Heritage

Different thinkers in Christchurch and Canterbury

The Peace Library

Christchurch City Libraries has a large collection of material about the Peace movement in New Zealand. Our Peace Library is a collection of books and magazines held in trust by Christchurch City Libraries for the Peace Foundation and the Women's International League for Peace. Archival material is held by the Macmillan Brown Library, University of Canterbury, and other material is held by the Canterbury Museum. A full list of the items catalogued can be found with a subject search Peace Library.

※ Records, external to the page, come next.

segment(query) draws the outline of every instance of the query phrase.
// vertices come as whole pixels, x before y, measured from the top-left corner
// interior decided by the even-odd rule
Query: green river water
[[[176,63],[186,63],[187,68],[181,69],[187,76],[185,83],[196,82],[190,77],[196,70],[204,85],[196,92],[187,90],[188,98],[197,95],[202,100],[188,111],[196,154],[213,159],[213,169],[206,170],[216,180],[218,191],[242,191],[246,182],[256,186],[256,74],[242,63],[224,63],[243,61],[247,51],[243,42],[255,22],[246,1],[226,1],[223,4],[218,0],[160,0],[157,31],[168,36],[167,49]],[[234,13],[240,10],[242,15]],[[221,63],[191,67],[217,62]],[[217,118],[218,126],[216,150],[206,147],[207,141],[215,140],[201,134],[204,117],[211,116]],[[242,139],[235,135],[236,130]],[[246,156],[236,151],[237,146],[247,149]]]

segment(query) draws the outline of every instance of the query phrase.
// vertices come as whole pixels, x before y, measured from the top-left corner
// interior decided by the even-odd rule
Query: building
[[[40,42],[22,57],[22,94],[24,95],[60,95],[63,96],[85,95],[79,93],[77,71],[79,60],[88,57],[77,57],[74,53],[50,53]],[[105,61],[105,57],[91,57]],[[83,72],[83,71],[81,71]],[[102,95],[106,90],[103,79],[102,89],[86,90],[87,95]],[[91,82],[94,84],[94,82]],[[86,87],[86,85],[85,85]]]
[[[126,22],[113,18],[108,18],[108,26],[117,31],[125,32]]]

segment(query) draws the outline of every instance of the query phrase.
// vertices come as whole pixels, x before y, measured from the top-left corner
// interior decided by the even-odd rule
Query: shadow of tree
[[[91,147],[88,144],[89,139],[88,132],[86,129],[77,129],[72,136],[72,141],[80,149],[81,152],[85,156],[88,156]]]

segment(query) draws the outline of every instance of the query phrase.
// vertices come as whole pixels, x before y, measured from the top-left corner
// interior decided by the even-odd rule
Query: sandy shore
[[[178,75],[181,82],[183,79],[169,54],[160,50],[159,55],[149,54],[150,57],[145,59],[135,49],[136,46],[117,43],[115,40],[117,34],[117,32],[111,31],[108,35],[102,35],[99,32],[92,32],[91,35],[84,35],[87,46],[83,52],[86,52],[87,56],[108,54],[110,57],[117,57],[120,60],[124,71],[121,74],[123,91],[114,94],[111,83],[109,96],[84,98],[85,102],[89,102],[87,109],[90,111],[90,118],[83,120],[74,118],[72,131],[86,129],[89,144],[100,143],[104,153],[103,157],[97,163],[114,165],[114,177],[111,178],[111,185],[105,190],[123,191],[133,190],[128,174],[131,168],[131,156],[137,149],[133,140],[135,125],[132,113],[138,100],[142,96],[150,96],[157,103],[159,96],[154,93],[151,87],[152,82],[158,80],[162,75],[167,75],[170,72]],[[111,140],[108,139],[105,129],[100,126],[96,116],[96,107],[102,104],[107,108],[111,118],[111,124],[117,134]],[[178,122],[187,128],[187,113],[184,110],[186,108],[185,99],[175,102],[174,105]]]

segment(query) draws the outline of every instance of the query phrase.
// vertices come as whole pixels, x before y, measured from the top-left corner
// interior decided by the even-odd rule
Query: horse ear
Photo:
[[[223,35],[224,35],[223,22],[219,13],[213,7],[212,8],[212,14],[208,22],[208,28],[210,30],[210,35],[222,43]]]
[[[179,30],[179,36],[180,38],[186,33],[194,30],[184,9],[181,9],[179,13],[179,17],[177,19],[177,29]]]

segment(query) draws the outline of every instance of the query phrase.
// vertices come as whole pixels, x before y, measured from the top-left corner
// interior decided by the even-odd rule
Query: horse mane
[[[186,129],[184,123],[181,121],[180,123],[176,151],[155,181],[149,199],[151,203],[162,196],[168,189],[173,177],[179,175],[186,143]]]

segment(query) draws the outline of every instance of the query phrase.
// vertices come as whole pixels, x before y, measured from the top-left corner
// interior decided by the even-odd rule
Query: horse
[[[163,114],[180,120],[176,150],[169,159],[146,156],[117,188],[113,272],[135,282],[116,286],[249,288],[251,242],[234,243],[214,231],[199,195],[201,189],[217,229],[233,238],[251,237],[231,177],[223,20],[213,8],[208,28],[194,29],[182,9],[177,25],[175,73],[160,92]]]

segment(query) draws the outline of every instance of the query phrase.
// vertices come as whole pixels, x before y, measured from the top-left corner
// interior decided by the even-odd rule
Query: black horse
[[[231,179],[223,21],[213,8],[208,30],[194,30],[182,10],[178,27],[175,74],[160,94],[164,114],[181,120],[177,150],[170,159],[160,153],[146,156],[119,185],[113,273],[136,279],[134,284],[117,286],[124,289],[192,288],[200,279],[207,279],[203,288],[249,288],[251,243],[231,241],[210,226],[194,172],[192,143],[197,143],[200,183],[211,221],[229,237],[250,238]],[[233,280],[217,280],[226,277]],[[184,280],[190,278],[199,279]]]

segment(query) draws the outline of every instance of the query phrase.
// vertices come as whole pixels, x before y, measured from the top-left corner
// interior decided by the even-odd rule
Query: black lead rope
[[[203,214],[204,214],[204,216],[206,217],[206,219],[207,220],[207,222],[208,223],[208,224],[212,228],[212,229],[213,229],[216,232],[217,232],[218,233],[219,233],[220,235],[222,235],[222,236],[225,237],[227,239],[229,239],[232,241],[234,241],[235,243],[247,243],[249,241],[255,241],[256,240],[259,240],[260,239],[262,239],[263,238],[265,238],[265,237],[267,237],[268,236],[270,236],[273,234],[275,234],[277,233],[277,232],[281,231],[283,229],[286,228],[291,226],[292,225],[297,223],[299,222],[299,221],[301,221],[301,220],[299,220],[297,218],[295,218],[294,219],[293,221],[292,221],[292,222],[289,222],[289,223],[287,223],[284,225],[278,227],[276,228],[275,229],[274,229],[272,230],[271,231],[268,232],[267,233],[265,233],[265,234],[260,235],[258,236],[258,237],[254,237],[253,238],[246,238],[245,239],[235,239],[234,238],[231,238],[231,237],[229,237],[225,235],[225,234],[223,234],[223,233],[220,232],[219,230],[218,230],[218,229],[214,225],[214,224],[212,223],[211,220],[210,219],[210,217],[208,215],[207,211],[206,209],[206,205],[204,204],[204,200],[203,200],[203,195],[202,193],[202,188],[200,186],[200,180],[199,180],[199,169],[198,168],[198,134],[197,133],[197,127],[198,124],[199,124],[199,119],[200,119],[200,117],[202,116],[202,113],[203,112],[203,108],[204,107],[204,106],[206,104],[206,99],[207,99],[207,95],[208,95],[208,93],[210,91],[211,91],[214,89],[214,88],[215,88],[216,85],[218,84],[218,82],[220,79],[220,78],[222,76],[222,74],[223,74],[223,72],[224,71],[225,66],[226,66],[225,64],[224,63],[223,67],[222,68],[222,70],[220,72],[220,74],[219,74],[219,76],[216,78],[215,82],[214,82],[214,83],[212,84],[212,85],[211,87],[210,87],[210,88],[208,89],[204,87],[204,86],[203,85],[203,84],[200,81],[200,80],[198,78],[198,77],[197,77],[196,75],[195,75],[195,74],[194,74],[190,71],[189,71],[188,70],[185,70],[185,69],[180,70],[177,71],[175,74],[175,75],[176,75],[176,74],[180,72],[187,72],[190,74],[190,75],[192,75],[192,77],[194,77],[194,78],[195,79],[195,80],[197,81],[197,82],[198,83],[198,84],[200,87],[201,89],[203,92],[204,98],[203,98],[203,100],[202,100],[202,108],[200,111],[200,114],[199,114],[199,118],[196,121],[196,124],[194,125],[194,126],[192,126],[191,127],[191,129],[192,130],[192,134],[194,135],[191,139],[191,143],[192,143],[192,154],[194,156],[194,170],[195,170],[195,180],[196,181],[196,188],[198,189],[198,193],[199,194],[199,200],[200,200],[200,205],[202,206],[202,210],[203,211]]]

Christchurch has been home to some distinctive personalities and thinkers over the years. They challenged the status quo in politics, economics and social morality and they lived and acted on their beliefs in practical ways that made a lasting impact.

Peace Activism

The city has been home to a strong group of peace activists over the years and in the vanguard was Elsie Locke.

Elsie Locke (1912 - 2001)

Elsie Locke was born in Waiuku and graduated from Auckland University. She moved to Christchurch with her husband Jack and lived in the same cottage in the Avon Loop for over 40 years. Elsie wrote extensively for children, about New Zealand history and about the peace movement. She was a lifelong political activist, peace campaigner and feminist. She was active at community level in the Avon Loop (see our Sustainability page), as well as campaigning to retain and improve Christchurch’s Centennial Pool (the neighbouring park is named after her).

Locke was also a key figure in the restoration, with native plants, of the banks of the Avon as it flowed through the Avon Loop. She was a foundation member of CAFCINZ (now CAFCA) (Campaign Against Foreign Control in New Zealand) in 1975 and continued her membership until her death.

Elsie Locke resources

Controversial Characters Ettie Rout and Professor Bickerton

Ettie Rout (1877 - 1936)

Ettie Rout is most famous as a safe sex campaigner in World War 1, setting up a safe sex brothel and designinga safe sex kit which was officially adopted by the NZEF and handed out compulsorily to all soldiers going on leave. However, during her years in Christchurch (1896 1915), she was a strikingly alternative figure for a woman of her time. After becoming a court shorthand writer, she set up her own public typing business with Horace Gilby in Chancery Lane. She reported for the Lyttelton Times, she was a cyclist and physical fitness advocate who wore unorthodox clothes short skirts, mens’ boots, trousers and no corsets. She had “advanced” ideas on sexuality, was a socialist and freethinker, and was a close friend of the radical thinker Professor A.W Bickerton.

During World War I she set up the New Zealand Volunteer Sisterhood and took a group of women to Egypt to care for New Zealand soldiers. Here she encountered the problems with the high rate of venereal disease among the soldiers and launched her controversial campaign.

After the war she lived in London and wrote a number of books including Sex and exercise, Safe Marriage (a contraceptive and prophylactic manual for women which was banned in New Zealand, though not in Britain and Australia), a vegetarian cookbook and a book about Māori culture called Māori Symbolism.

She died in the Cook Islands in 1936.

Ettie Rout resources

Professor A. W. Bickerton (1842 - 1929)

Alexander William Bickerton was Canterbury College's (the forerunner of the University of Canterbury) first professor of chemistry, and a figure of some notoriety in early Christchurch. He was acknowledged as a brilliant teacher and Ernest Rutherford was his most famous pupil. He built a large house (long since demolished) called “Wainoni” on 20 to 30 acres of land in what is now the suburb of Wainoni. Initially he tried to establish a new form of society in a “federative home” at Wainoni, but this was not a success. He then turned the gardens of Wainoni into a pleasure garden where thousands came to watch the spectacles he created including naval battles with real explosives, shipwrecks and rescues,which were staged on an artificial lake.

Bickerton’s controversial views on many topics including university reform and the institution of marriage finally led to him being sacked from the university. He returned to England in 1910 and died in 1929. The year before his death he was made Professor Emeritus of Canterbury College. His ashes are lodged in the wall of the Great Hall of the Arts Centre.